We introduce gpt-oss-120b and gpt-oss-20b, two open-weight reasoning models available under the Apache 2.0 license and our gpt-oss usage policy. Developed with feedback from the open-source community, these text-only models are compatible with our Responses API and are designed to be used within agentic workflows with strong instruction following, tool use like web search and Python code execution, and reasoning capabilities—including the ability to adjust the reasoning effort for tasks that don’t require complex reasoning. The models are customizable, provide full chain-of-thought (CoT), and support Structured Outputs.
Safety is foundational to our approach to open models. They present a different risk profile than proprietary models: Once they are released, determined attackers could fine-tune them to bypass safety refusals or directly optimize for harm without the possibility for OpenAI to implement additional mitigations or to revoke access.

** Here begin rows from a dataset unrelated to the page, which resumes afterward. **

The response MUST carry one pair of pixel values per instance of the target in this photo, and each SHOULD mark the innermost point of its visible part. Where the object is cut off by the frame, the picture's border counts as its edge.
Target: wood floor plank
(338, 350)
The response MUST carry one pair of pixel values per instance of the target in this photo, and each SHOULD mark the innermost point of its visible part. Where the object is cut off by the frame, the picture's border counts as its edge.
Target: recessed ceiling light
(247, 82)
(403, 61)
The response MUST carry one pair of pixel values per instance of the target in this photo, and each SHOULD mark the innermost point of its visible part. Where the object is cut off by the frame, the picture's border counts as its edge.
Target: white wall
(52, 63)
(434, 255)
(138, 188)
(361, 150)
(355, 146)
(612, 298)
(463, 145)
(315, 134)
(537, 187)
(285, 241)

In some contexts, developers and enterprises will need to implement extra safeguards in order to replicate the system-level protections built into models served through our API and products. We’re terming this document a model card, rather than a system card, because the gpt-oss models will be used as part of a wide range of systems, created and maintained by a wide range of stakeholders. While the models are designed to follow OpenAI’s safety policies by default, other stakeholders will also make and implement their own decisions about how to keep those systems safe.
We ran scalable capability evaluations on gpt-oss-120b, and confirmed that the default model does not reach our indicative thresholds for High capability in any of the three Tracked Categories of our Preparedness Framework (Biological and Chemical capability, Cyber capability, and AI Self-Improvement). We also investigated two additional questions:
- Could adversarial actors fine-tune gpt-oss-120b to reach High capability in the Biological and Chemical or Cyber domains? Simulating the potential actions of an attacker, we adversarially fine-tuned the gpt-oss-120b model for these two categories. OpenAI’s Safety Advisory Group (“SAG”) reviewed this testing and concluded that, even with robust fine-tuning that leveraged OpenAI’s field-leading training stack, gpt-oss-120b did not reach High capability in Biological and Chemical Risk or Cyber risk.

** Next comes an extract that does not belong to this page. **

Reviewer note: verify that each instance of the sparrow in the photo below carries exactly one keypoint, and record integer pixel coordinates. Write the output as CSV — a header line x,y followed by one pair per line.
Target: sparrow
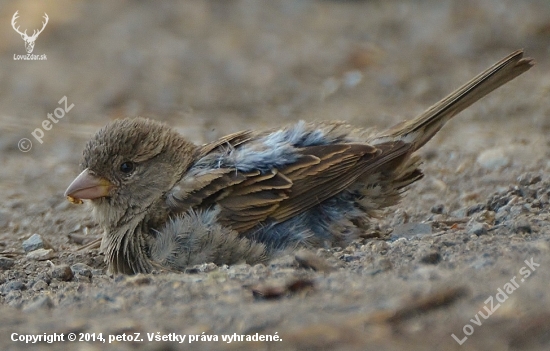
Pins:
x,y
166,203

- Would releasing gpt-oss-120b significantly advance the frontier of biological capabilities in open foundation models? We found that the answer is no: For most of the evaluations, the default performance of one or more existing open models comes near to matching the adversarially fine-tuned performance of gpt-oss-120b.
As part of this launch, OpenAI is reaffirming its commitment to advancing beneficial AI and raising safety standards across the ecosystem.